Take a virtual tour of Syria, fly over San Francisco, or break up with Alex Karpovsky. Oculus Rift and Google Cardboard take visual storytelling to another level at this year’s Sundance Film Festival

The bomb goes off. I flinch and stop walking, looking around, nervous in the dark room.

This is a far cry from what someone on the street in Syria would actually experience in a bombing, but for an entertainment reporter working the Sundance Film Festival, it’s the closest I’ve ever gotten, thankfully, to that type of devastation.

“These stories are extremely visceral,” says Nonny de la Peña, creator of virtual reality experience Project Syria in Sundance’s New Frontier section. “It’s very hard to describe what it’s like to be near a bomb going off, and I think this is complementary to [what you can get via] broadcast, documentaries, and print.”

A Los Angeles native, De la Peña was at the fest in 2012 as the sole virtual reality project as part of New Frontier with a team that included Palmer Luckey, who went on to create the Oculus Rift. This year, hers is one of 12 virtual reality projects, out of 15 total in the section).

We were very unusual and people didn’t know what to make of us,” she remembers from only two years prior. “Even though we had three-hour wait lines, people seemed unsure.”

No one is unsure anymore. The New Frontier press open house was bustling with journalists enthralled by the goggles and the brief peek into alternate realities. Birdly is a flight simulator created by Max Rheiner that, for a few minutes, allows the user to mimic the experience of soaring over San Francisco like a bird. “I can’t give you a price,” says one of the creators, Max Rheiner. “For the moment it’s just a prototype, and it probably won’t be cheap. The goal is to produce an industrial version for science museums and arcade halls and the like. Who knows though, there might be a market for the home.”

After that high (pun intended), the interactive narrative film Possibilia deals with a kind of low we’re all familiar with: a break-up. Created by acclaimed directing duo The Daniels (Daniel Kwan and Daniel Scheinert), Possibilia has viewers watch as a relationship (the male lead is played by Girls star Alex Karpovsky) unravels; all the while the viewer is able to interact with a controller and change the course of events as if playing a video game.

“Originally we were very self conscious about adding interactivity that can ruin the movie-going experience because you’re sitting there clicking away,” says Scheinert. “We wanted to come up with a story that would be complimentary to that experience—where the characters are going through the same stressful experience the audience is going through.”

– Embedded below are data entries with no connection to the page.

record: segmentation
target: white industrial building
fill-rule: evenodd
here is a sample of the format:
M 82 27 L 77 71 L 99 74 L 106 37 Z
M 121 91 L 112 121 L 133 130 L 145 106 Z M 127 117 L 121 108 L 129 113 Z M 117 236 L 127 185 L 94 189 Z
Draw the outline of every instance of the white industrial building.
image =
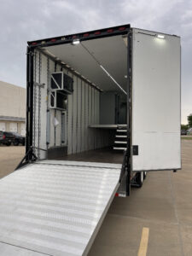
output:
M 26 89 L 0 81 L 0 131 L 26 135 Z

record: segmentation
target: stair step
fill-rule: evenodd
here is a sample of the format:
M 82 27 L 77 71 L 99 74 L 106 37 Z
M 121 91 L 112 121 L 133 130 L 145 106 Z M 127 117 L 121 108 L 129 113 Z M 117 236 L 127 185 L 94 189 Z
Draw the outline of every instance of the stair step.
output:
M 113 147 L 114 150 L 126 150 L 126 148 L 117 148 L 117 147 Z
M 118 129 L 117 132 L 127 132 L 127 130 L 125 129 Z
M 114 143 L 116 143 L 116 144 L 127 144 L 127 142 L 115 141 Z
M 127 136 L 126 135 L 116 135 L 115 137 L 122 137 L 122 138 L 126 138 Z

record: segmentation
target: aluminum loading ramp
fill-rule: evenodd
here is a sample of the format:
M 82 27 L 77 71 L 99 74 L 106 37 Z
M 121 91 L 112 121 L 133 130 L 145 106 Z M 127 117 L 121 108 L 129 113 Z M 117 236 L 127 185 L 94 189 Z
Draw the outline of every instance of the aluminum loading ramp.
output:
M 0 255 L 86 255 L 121 165 L 44 160 L 0 180 Z

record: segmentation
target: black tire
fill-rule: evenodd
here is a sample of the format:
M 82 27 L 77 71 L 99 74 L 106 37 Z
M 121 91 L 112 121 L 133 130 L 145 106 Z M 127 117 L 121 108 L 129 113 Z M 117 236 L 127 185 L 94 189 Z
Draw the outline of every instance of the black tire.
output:
M 137 172 L 137 184 L 138 188 L 142 188 L 143 183 L 143 172 Z

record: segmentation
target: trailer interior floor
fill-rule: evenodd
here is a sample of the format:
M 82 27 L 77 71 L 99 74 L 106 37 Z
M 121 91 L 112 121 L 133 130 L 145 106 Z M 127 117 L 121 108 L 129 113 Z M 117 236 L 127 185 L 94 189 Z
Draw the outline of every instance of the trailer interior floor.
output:
M 114 151 L 111 148 L 104 148 L 95 150 L 89 150 L 82 153 L 73 154 L 57 158 L 56 160 L 89 161 L 121 164 L 124 154 L 121 152 Z

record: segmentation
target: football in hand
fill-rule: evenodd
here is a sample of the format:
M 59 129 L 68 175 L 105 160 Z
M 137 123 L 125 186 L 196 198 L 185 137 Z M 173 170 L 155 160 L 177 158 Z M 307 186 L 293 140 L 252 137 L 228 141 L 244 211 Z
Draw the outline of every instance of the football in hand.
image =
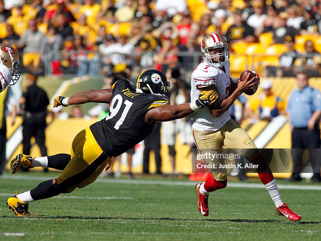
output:
M 240 76 L 239 78 L 238 79 L 238 80 L 244 81 L 246 79 L 246 77 L 249 73 L 251 74 L 251 75 L 250 76 L 250 78 L 248 79 L 248 81 L 250 81 L 252 78 L 256 76 L 256 74 L 254 74 L 251 70 L 244 70 L 241 74 L 241 76 Z M 256 78 L 255 81 L 255 84 L 254 86 L 248 90 L 244 91 L 244 94 L 247 94 L 248 95 L 252 95 L 254 94 L 254 93 L 256 92 L 259 86 L 258 79 Z

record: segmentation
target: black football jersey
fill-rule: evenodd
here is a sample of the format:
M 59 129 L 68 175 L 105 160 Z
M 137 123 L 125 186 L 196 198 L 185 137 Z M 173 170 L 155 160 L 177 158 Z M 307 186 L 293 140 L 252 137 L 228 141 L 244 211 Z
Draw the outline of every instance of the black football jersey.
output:
M 169 104 L 161 94 L 136 92 L 130 81 L 120 79 L 113 85 L 109 115 L 90 126 L 97 143 L 109 156 L 117 156 L 144 140 L 152 131 L 155 122 L 145 121 L 153 108 Z

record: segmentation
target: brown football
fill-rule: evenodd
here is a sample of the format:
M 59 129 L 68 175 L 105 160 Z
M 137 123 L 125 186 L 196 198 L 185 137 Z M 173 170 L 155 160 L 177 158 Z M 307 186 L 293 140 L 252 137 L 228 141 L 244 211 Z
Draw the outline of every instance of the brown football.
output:
M 255 75 L 253 74 L 252 71 L 251 70 L 244 70 L 243 71 L 243 72 L 241 74 L 241 76 L 240 76 L 239 80 L 241 81 L 244 81 L 245 80 L 247 76 L 247 75 L 249 73 L 251 74 L 251 76 L 250 76 L 250 78 L 248 80 L 249 81 L 254 77 L 255 76 Z M 259 84 L 258 81 L 257 79 L 256 78 L 256 82 L 255 85 L 254 86 L 251 88 L 250 89 L 249 89 L 247 90 L 246 90 L 244 92 L 244 93 L 246 94 L 247 94 L 248 95 L 252 95 L 254 94 L 254 93 L 256 92 L 257 90 L 257 88 L 258 87 Z M 238 80 L 239 80 L 238 79 Z

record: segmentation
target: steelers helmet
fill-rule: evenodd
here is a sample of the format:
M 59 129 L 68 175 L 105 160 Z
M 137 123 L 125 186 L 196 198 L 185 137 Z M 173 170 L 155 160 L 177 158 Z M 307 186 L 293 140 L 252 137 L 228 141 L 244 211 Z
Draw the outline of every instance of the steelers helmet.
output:
M 145 94 L 160 94 L 169 96 L 167 87 L 170 86 L 167 78 L 163 73 L 157 69 L 144 70 L 137 77 L 137 89 Z
M 6 66 L 11 74 L 13 85 L 17 83 L 21 75 L 21 70 L 18 67 L 20 66 L 19 56 L 16 50 L 9 44 L 0 43 L 0 63 Z
M 220 53 L 211 54 L 211 52 L 219 48 L 222 48 Z M 201 51 L 205 61 L 216 68 L 221 67 L 230 60 L 229 44 L 224 37 L 220 34 L 211 33 L 205 36 L 201 43 Z M 221 56 L 223 57 L 221 60 L 219 58 Z

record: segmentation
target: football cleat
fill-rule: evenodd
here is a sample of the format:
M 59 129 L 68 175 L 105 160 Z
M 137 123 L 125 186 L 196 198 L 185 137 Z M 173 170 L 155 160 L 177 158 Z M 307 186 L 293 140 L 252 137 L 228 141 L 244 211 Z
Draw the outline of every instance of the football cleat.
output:
M 276 207 L 275 213 L 279 216 L 285 216 L 288 219 L 291 221 L 299 221 L 301 219 L 300 214 L 290 209 L 287 203 L 284 203 L 278 208 Z
M 195 186 L 196 201 L 200 212 L 203 216 L 208 216 L 209 213 L 208 211 L 208 194 L 204 195 L 200 192 L 200 187 L 202 184 L 200 183 Z
M 25 217 L 29 215 L 28 208 L 29 204 L 23 202 L 17 197 L 17 191 L 14 195 L 9 198 L 6 203 L 9 209 L 12 210 L 13 213 L 17 216 Z
M 14 174 L 24 169 L 33 168 L 32 160 L 34 159 L 34 157 L 19 154 L 10 162 L 10 173 Z

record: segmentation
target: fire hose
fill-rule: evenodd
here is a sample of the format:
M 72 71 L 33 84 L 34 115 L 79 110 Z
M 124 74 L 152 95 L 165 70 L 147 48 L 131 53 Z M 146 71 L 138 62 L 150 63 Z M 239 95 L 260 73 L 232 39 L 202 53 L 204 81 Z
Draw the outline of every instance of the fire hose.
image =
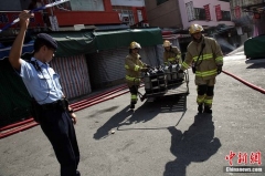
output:
M 75 112 L 81 111 L 83 108 L 86 108 L 86 107 L 96 105 L 98 103 L 115 99 L 115 97 L 120 96 L 123 94 L 126 94 L 126 93 L 129 92 L 126 89 L 127 89 L 127 85 L 121 85 L 121 86 L 118 86 L 116 89 L 102 92 L 102 93 L 96 94 L 94 96 L 91 96 L 86 100 L 83 100 L 83 101 L 80 101 L 80 102 L 76 102 L 76 103 L 72 103 L 71 107 L 73 107 Z M 126 91 L 124 91 L 124 90 L 126 90 Z M 121 91 L 124 91 L 124 92 L 121 92 Z M 36 125 L 39 125 L 39 123 L 36 123 L 33 120 L 33 117 L 31 117 L 31 118 L 24 120 L 22 122 L 18 122 L 18 123 L 13 123 L 13 124 L 0 127 L 0 138 L 8 137 L 10 135 L 13 135 L 15 133 L 29 130 L 29 128 L 34 127 Z M 4 132 L 4 133 L 2 133 L 2 132 Z
M 232 77 L 234 77 L 235 80 L 242 82 L 243 84 L 252 87 L 253 90 L 256 90 L 256 91 L 265 94 L 264 89 L 258 87 L 258 86 L 256 86 L 256 85 L 254 85 L 254 84 L 252 84 L 247 81 L 244 81 L 243 79 L 241 79 L 241 77 L 239 77 L 239 76 L 236 76 L 236 75 L 234 75 L 230 72 L 226 72 L 226 71 L 222 71 L 222 72 L 232 76 Z M 71 104 L 71 107 L 73 107 L 75 112 L 81 111 L 83 108 L 96 105 L 98 103 L 102 103 L 102 102 L 105 102 L 105 101 L 108 101 L 108 100 L 112 100 L 112 99 L 115 99 L 117 96 L 120 96 L 123 94 L 128 93 L 129 91 L 128 90 L 124 91 L 125 89 L 127 89 L 127 86 L 121 85 L 121 86 L 116 87 L 114 90 L 102 92 L 102 93 L 96 94 L 94 96 L 91 96 L 86 100 L 73 103 L 73 104 Z M 124 92 L 121 92 L 121 91 L 124 91 Z M 11 125 L 3 126 L 3 127 L 0 128 L 0 138 L 10 136 L 12 134 L 15 134 L 15 133 L 19 133 L 19 132 L 22 132 L 22 131 L 25 131 L 25 130 L 29 130 L 29 128 L 34 127 L 36 125 L 39 125 L 39 123 L 34 122 L 34 120 L 31 117 L 31 118 L 22 121 L 22 122 L 18 122 L 18 123 L 14 123 L 14 124 L 11 124 Z M 7 132 L 1 134 L 1 132 L 4 132 L 4 131 L 7 131 Z

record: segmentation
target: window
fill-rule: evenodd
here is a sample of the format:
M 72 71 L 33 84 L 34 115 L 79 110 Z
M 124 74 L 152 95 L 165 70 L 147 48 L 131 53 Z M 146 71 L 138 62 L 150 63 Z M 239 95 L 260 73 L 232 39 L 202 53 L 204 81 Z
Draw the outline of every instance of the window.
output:
M 194 8 L 195 20 L 205 20 L 205 10 L 200 8 Z
M 222 21 L 231 21 L 230 11 L 222 11 Z
M 167 2 L 168 0 L 157 0 L 157 6 L 163 3 L 163 2 Z
M 129 8 L 126 8 L 126 7 L 121 7 L 121 8 L 120 7 L 114 7 L 113 10 L 117 11 L 118 13 L 120 13 L 120 20 L 123 22 L 129 23 L 129 25 L 134 25 L 135 24 L 134 12 Z

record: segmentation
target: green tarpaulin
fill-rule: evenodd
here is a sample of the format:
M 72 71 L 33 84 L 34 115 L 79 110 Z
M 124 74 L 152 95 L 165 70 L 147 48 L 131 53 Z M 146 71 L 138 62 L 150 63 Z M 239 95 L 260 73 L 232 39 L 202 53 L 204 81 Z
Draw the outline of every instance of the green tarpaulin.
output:
M 140 43 L 141 46 L 151 46 L 162 43 L 162 33 L 159 28 L 126 29 L 93 33 L 95 35 L 97 50 L 129 46 L 129 43 L 132 41 Z
M 59 44 L 55 56 L 72 56 L 77 54 L 95 53 L 97 50 L 108 50 L 129 46 L 136 41 L 141 46 L 151 46 L 162 43 L 159 28 L 126 29 L 113 31 L 72 31 L 53 32 Z
M 259 35 L 245 41 L 244 52 L 246 58 L 265 58 L 265 35 Z
M 49 33 L 59 44 L 55 56 L 72 56 L 96 52 L 94 35 L 91 31 Z

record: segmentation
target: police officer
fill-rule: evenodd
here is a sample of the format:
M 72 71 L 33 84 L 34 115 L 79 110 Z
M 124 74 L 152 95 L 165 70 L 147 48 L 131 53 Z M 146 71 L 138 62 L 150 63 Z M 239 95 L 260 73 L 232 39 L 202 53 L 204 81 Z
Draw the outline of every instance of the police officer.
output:
M 172 43 L 168 40 L 163 42 L 163 63 L 168 65 L 170 63 L 181 63 L 181 52 L 177 46 L 173 46 Z
M 76 115 L 64 99 L 59 75 L 49 66 L 57 49 L 56 41 L 49 34 L 40 33 L 34 42 L 31 63 L 20 59 L 29 18 L 33 15 L 29 11 L 19 14 L 20 31 L 11 48 L 9 61 L 40 106 L 42 115 L 39 123 L 53 146 L 61 165 L 61 176 L 80 176 L 80 149 L 73 125 Z
M 180 73 L 193 63 L 195 85 L 198 85 L 198 112 L 212 113 L 213 90 L 215 77 L 222 72 L 223 53 L 213 38 L 204 37 L 203 28 L 192 24 L 189 32 L 192 41 L 187 48 L 186 60 L 181 65 Z
M 140 44 L 137 42 L 131 42 L 129 45 L 129 54 L 125 59 L 125 69 L 126 69 L 126 83 L 130 91 L 130 108 L 135 108 L 137 103 L 137 94 L 140 84 L 140 73 L 146 72 L 148 69 L 146 63 L 141 62 L 139 50 L 141 49 Z M 141 97 L 144 101 L 146 95 Z

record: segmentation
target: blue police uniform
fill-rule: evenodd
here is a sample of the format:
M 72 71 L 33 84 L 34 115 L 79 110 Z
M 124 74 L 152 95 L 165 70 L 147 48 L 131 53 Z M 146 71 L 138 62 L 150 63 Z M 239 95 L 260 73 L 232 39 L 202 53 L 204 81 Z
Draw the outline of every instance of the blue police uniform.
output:
M 54 45 L 56 42 L 50 35 L 42 33 L 38 38 L 50 42 L 56 49 L 57 45 Z M 22 60 L 20 76 L 31 96 L 43 108 L 40 125 L 61 164 L 61 176 L 80 176 L 77 170 L 80 149 L 73 121 L 67 107 L 62 108 L 56 105 L 64 96 L 59 74 L 47 63 L 32 58 L 30 63 Z

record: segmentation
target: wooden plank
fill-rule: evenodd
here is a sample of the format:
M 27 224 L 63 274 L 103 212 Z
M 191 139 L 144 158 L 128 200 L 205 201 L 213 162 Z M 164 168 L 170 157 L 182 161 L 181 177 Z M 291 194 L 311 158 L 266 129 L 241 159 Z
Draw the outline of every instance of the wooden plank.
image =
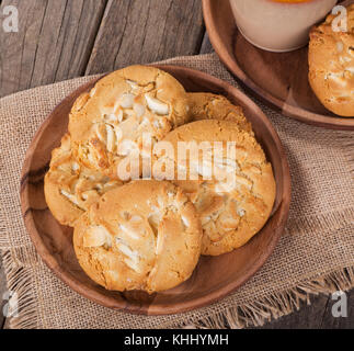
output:
M 199 53 L 199 0 L 110 0 L 87 73 Z
M 19 33 L 0 31 L 0 97 L 84 73 L 106 0 L 4 0 Z

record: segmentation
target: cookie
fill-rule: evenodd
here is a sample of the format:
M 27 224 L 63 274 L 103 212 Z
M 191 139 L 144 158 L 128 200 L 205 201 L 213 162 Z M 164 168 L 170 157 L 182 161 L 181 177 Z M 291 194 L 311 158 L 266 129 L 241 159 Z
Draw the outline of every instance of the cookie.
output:
M 169 177 L 173 159 L 173 182 L 190 196 L 202 220 L 202 254 L 230 252 L 262 229 L 276 185 L 272 165 L 252 135 L 237 123 L 209 120 L 179 127 L 163 141 L 175 155 L 162 149 L 156 154 L 155 177 Z
M 102 78 L 75 103 L 69 122 L 76 158 L 85 167 L 118 178 L 121 161 L 189 121 L 184 88 L 153 67 L 132 66 Z M 126 179 L 124 179 L 126 180 Z
M 122 182 L 78 163 L 71 152 L 70 136 L 66 135 L 61 146 L 53 151 L 44 192 L 54 217 L 60 224 L 72 227 L 102 194 L 121 185 Z
M 203 120 L 230 121 L 240 129 L 253 134 L 252 125 L 247 121 L 241 106 L 233 105 L 222 95 L 208 92 L 189 93 L 192 122 Z
M 354 4 L 347 8 L 347 32 L 334 32 L 329 15 L 310 33 L 309 82 L 333 113 L 354 116 Z
M 201 239 L 187 196 L 172 183 L 142 180 L 110 191 L 91 206 L 75 228 L 73 246 L 98 284 L 153 293 L 192 275 Z

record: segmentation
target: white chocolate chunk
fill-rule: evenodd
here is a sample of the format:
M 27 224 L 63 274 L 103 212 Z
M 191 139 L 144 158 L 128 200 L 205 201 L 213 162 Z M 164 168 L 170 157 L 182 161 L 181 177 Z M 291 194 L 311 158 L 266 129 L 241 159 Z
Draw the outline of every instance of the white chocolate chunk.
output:
M 112 126 L 106 125 L 107 131 L 107 150 L 110 152 L 114 151 L 115 148 L 115 132 Z
M 77 196 L 69 194 L 67 191 L 65 190 L 60 190 L 60 194 L 65 197 L 67 197 L 71 203 L 73 203 L 76 206 L 78 206 L 80 210 L 83 211 L 83 208 L 80 207 L 80 204 L 78 202 Z
M 136 81 L 127 79 L 126 82 L 130 86 L 132 89 L 138 89 L 139 86 Z

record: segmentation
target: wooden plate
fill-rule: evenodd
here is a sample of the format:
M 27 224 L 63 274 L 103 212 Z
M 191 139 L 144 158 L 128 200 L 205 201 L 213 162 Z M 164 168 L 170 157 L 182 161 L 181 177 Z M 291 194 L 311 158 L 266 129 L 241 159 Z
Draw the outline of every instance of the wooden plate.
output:
M 149 296 L 141 292 L 109 292 L 93 283 L 79 267 L 72 249 L 72 229 L 60 226 L 52 216 L 44 197 L 44 176 L 50 152 L 67 132 L 68 114 L 80 93 L 92 88 L 87 83 L 67 97 L 47 117 L 27 151 L 21 183 L 21 202 L 27 231 L 44 262 L 72 290 L 103 306 L 146 315 L 167 315 L 209 305 L 237 290 L 266 261 L 278 241 L 289 211 L 290 176 L 281 140 L 262 111 L 235 87 L 183 67 L 160 67 L 179 79 L 187 91 L 224 94 L 243 106 L 255 134 L 273 163 L 277 183 L 272 217 L 243 248 L 218 258 L 201 259 L 193 276 L 181 286 Z
M 203 0 L 203 11 L 216 53 L 250 92 L 298 121 L 354 129 L 354 118 L 331 113 L 312 92 L 308 82 L 308 47 L 281 54 L 256 48 L 238 31 L 228 0 Z

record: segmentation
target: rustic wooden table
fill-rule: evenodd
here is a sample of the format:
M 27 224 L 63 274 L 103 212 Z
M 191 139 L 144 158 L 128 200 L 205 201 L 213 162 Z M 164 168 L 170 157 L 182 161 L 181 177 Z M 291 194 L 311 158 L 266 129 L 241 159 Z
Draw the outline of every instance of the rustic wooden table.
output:
M 224 0 L 226 1 L 226 0 Z M 19 11 L 19 33 L 0 25 L 0 97 L 73 77 L 180 55 L 212 53 L 201 0 L 0 0 Z M 0 262 L 0 307 L 5 292 Z M 328 296 L 264 328 L 354 328 L 333 318 Z M 7 326 L 0 314 L 0 328 Z

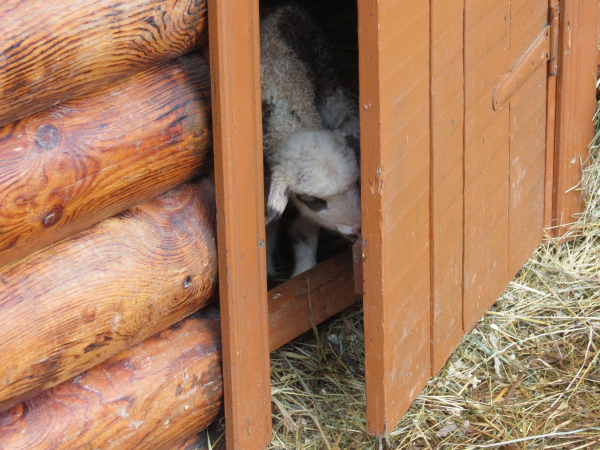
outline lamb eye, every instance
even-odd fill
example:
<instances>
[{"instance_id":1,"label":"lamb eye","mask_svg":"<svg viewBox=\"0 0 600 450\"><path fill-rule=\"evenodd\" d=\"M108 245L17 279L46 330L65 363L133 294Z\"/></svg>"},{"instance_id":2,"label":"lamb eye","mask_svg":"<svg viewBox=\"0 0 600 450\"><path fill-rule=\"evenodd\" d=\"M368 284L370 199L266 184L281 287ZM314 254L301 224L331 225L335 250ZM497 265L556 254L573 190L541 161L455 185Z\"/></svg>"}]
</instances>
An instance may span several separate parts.
<instances>
[{"instance_id":1,"label":"lamb eye","mask_svg":"<svg viewBox=\"0 0 600 450\"><path fill-rule=\"evenodd\" d=\"M304 203L313 211L322 211L327 208L327 201L322 198L313 197L312 195L297 194L298 201Z\"/></svg>"}]
</instances>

From one existential crisis to another, I made my way over to theWild: The Experience, where I sat for a bit in the woods with Reese Witherspoon. Afterward, I joined the universe of Chris Milk in the Evolution of Verse created in partnership with Annapurna Pictures. The Google Cardboard experience—virtual reality goggles made from cardboard that you can take home and show off to your friends—was produced in partnership with Digital Domain and with the goal to create a photo-realistic CGI-rendered 3D virtual reality journey. I was on a lake watching the sunrise, then a train was headed straight toward me, making my body seize with fear a second time today, before it broke up into a million little black birds.

Other projects at New Frontier include an Interactive Oculus Rift date rape scenario, an immersive Oculus Rift based documentary about the Caravan of Death in Chile, and another Google Cardboard experience shot in 360-degree 3D called Kaiju Fury!, where a Godzilla-like monster attacks a city with the viewer standing at ground zero.